What else should we look out for when choosing a doctor?

Another aspect is what insurance physicians should have. Even the most skilled hands can cause a fatal accident during an operation. Such events must be covered by insurance, as in most cases a doctor could not bear the economic consequences for the patient. That’s why we urge all doctors who carry out such operations to have insurance, a kind of third-party liability cover. It’s a good idea for a patient to inquire whether a doctor is insured and where.

So consultation with the doctor is very important in this regard?

Yes, exactly. Physicians must discuss everything thoroughly with their patients. They have to inform them fully about the operation and get them to sign a consent form, which the patient needs to understand completely. It should therefore be written comprehensibly, specifically with the patient in mind. Even so, patients often feel almost powerless in the medical world. That’s why patients need a so-called “cool-down” time for reflection in order to process the facts before their operation. The patient is like a customer in a shop, overwhelmed with information. With a week to think things over, they can see things more maturely, are better informed and will be much calmer for the operation as they’ve had time to prepare.

Why is the issue of patient safety and all the aspects you’ve described so topical?

The international ISAPS congress (International Society for Aesthetic Plastic Surgery) brings together 86 nations and IPRAS (International Confederation for Plastic, Reconstructive and Aesthetic Surgery), the parent body, 90. Here our colleagues, all qualified plastic surgeons, gather to learn from us about these new methods. Of course, we also learn from them. It is therefore an ongoing process with many changes that need to be adequately explained.

So what does patient safety mean in the context of globalised medicine?

It is possible that people get plastic surgery abroad because they have heard about a particularly good surgeon. Financial reasons may also play a role, but I consider that – as opposed to our patients – a poor argument. We only have this one face, this one body and the outcome of an operation cannot be reversed. Hence we need to think about everything properly beforehand. Yes, absolutely. This also applies to payments. If a patient has to take out a loan for surgery, which they can’t then pay back, you can’t return an operated face – unlike a car.

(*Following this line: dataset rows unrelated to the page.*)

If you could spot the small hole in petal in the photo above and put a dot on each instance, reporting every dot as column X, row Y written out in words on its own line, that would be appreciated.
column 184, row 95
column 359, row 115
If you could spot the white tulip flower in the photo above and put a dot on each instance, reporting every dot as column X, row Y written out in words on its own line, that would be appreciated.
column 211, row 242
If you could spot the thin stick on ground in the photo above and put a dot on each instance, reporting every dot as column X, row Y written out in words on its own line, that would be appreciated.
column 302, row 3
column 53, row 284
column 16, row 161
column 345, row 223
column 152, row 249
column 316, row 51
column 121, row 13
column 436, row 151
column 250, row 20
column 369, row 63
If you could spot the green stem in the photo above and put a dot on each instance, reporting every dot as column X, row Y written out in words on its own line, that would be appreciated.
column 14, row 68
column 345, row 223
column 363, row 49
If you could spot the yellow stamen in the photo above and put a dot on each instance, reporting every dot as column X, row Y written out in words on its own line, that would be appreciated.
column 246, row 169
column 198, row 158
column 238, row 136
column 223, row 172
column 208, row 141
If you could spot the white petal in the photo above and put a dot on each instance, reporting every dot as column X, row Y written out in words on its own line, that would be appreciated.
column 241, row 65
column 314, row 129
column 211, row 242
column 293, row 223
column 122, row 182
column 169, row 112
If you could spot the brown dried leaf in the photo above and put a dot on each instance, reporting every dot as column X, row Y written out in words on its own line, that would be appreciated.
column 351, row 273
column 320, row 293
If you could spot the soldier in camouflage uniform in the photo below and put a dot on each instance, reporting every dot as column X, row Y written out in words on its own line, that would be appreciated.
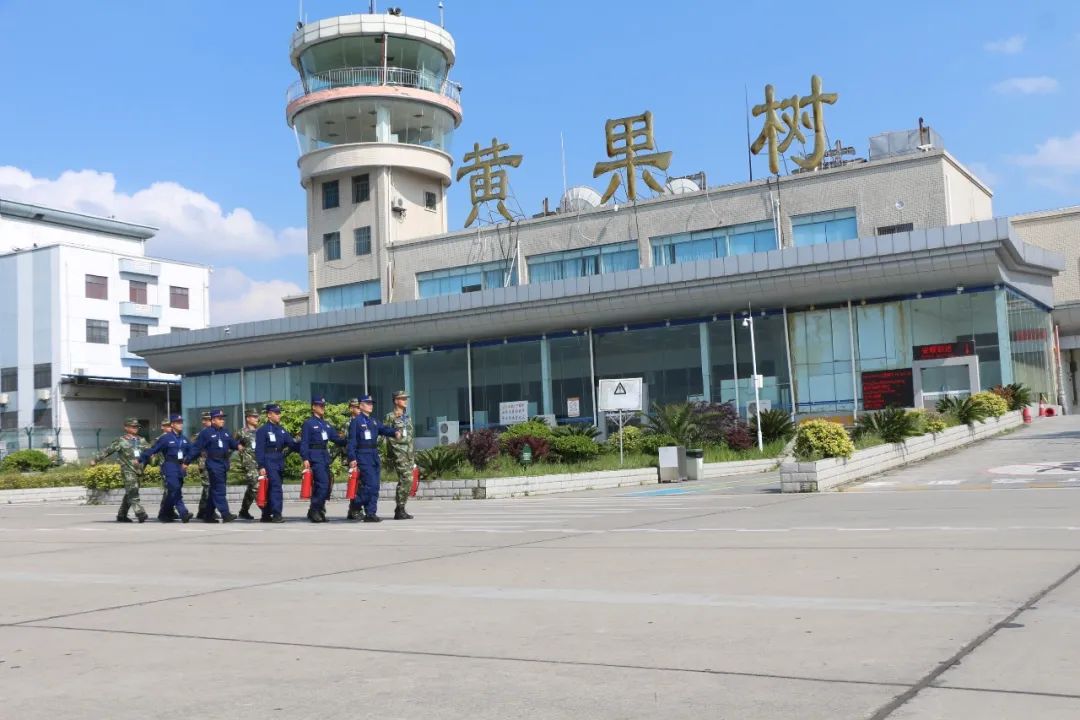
column 127, row 449
column 205, row 513
column 247, row 462
column 401, row 452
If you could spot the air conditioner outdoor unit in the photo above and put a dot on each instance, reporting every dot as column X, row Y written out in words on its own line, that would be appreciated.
column 448, row 432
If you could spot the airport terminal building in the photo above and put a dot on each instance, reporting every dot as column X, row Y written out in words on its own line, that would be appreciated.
column 892, row 263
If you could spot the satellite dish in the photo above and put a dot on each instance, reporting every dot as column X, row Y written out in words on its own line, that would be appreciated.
column 677, row 186
column 579, row 198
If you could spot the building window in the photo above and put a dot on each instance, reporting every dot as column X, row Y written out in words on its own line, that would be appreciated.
column 9, row 380
column 362, row 238
column 177, row 297
column 97, row 287
column 354, row 295
column 332, row 246
column 97, row 331
column 585, row 261
column 136, row 291
column 893, row 229
column 468, row 279
column 715, row 243
column 818, row 228
column 42, row 376
column 361, row 188
column 331, row 194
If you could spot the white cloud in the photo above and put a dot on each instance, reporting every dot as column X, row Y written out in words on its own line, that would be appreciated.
column 237, row 298
column 1061, row 154
column 187, row 219
column 1034, row 85
column 1012, row 45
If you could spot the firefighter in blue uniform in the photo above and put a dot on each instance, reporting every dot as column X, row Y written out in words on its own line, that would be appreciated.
column 271, row 443
column 173, row 447
column 216, row 444
column 314, row 436
column 363, row 452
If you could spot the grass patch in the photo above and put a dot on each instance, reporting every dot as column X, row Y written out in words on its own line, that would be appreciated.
column 724, row 453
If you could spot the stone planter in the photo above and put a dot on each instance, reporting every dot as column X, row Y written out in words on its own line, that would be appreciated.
column 828, row 474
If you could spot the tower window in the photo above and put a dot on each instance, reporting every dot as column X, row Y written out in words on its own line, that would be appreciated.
column 331, row 194
column 361, row 188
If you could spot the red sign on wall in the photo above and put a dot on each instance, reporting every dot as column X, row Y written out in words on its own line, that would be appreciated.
column 883, row 389
column 944, row 350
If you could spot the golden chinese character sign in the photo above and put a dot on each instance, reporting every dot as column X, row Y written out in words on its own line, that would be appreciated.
column 625, row 138
column 488, row 181
column 782, row 124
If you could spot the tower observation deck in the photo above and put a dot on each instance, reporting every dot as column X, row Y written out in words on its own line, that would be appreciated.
column 374, row 112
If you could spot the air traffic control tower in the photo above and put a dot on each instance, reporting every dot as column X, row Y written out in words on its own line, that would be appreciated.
column 374, row 112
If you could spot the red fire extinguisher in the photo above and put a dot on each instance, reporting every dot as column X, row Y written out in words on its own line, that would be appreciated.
column 262, row 497
column 350, row 491
column 306, row 484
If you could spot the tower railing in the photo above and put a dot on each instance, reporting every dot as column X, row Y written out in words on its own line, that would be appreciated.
column 373, row 77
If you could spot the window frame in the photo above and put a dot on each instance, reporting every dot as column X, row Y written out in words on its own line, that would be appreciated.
column 94, row 327
column 332, row 194
column 176, row 291
column 329, row 238
column 91, row 282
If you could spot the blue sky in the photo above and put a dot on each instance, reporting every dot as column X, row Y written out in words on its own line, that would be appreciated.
column 173, row 113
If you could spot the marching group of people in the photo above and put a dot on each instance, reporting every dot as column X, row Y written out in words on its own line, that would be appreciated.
column 261, row 451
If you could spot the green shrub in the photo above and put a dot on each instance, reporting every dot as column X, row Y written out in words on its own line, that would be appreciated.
column 651, row 443
column 678, row 420
column 891, row 424
column 963, row 409
column 575, row 448
column 775, row 425
column 582, row 429
column 530, row 429
column 631, row 439
column 991, row 404
column 439, row 461
column 23, row 461
column 107, row 477
column 821, row 438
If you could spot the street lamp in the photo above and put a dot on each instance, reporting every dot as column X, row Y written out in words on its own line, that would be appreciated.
column 748, row 322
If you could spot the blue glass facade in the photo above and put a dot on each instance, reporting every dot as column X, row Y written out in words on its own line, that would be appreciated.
column 583, row 262
column 467, row 279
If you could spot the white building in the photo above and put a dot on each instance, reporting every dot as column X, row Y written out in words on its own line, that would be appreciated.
column 73, row 289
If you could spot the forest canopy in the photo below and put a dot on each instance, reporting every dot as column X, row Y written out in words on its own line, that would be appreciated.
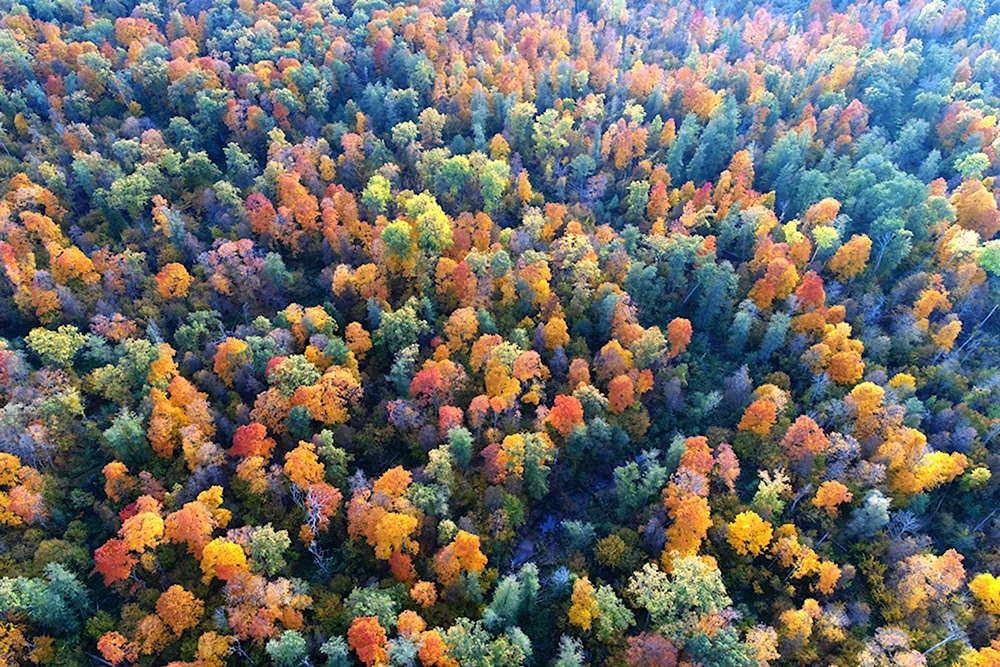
column 492, row 334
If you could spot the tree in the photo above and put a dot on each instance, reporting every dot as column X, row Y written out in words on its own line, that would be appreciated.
column 584, row 608
column 179, row 609
column 804, row 438
column 749, row 534
column 851, row 258
column 986, row 588
column 222, row 558
column 114, row 561
column 566, row 414
column 759, row 417
column 679, row 601
column 367, row 638
column 830, row 495
column 287, row 650
column 173, row 281
column 650, row 650
column 679, row 333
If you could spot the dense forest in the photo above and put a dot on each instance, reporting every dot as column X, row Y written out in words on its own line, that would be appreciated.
column 485, row 334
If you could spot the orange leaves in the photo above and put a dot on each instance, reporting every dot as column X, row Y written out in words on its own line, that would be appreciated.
column 297, row 203
column 251, row 440
column 691, row 520
column 179, row 609
column 912, row 468
column 144, row 529
column 566, row 413
column 462, row 555
column 114, row 561
column 804, row 438
column 935, row 297
column 749, row 534
column 367, row 638
column 394, row 482
column 466, row 548
column 866, row 399
column 392, row 533
column 759, row 417
column 255, row 605
column 461, row 328
column 117, row 481
column 613, row 360
column 322, row 501
column 778, row 282
column 424, row 593
column 926, row 579
column 976, row 208
column 329, row 399
column 358, row 340
column 193, row 524
column 173, row 281
column 851, row 258
column 116, row 648
column 556, row 334
column 584, row 607
column 185, row 407
column 621, row 394
column 384, row 516
column 679, row 335
column 945, row 337
column 986, row 589
column 830, row 495
column 230, row 354
column 433, row 650
column 303, row 467
column 222, row 558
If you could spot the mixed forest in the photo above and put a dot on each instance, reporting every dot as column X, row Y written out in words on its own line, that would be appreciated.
column 492, row 334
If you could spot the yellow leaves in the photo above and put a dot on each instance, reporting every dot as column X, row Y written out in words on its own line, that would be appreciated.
column 466, row 549
column 749, row 534
column 251, row 471
column 759, row 417
column 358, row 340
column 230, row 353
column 584, row 607
column 946, row 335
column 222, row 558
column 394, row 482
column 392, row 534
column 692, row 519
column 903, row 383
column 462, row 554
column 303, row 467
column 145, row 529
column 555, row 333
column 986, row 588
column 937, row 468
column 926, row 578
column 931, row 299
column 179, row 609
column 213, row 649
column 173, row 281
column 866, row 399
column 797, row 624
column 424, row 593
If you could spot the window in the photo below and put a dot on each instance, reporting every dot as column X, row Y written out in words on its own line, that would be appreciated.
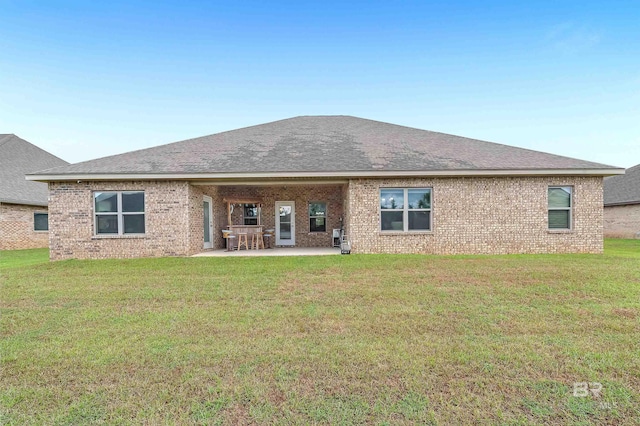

The patient must be sure that she wants to undergo surgery and that she is dealing with someone who respects these criteria and is capable of discussing all these aspects with her and therefore does not simply follow the patient’s wishes, but firstly offers a detailed consultation and advice.

It is very important that patients properly discuss the operation in advance. What legal provisions exist in different countries?

Legislation differs greatly. At the moment, the strictest are Singapore, Denmark, France, Brazil, Spain, USA and with certain exceptions, Germany. In terms of strict legislation, Denmark and Singapore are the top countries where laws are enforced and upheld.

How is your company involved here … ………….?

We are currently lobbying organisations for European standardisation, CEL-Institute or ISO, so we can introduce such rules internationally, so patients do not have to be so scared when they decide to undergo surgery abroad. Of course Thai patients should not feel they are treated differently or worse in their own country than in Germany. I’m sure we’ll achieve a good result, first in Europe and then also hopefully internationally.

What are the specific demands?

I am chair of the Government Relations Committee. We have good contacts within the German parliament and are trying to reduce, if necessary prohibit, operations on persons below the age of 18.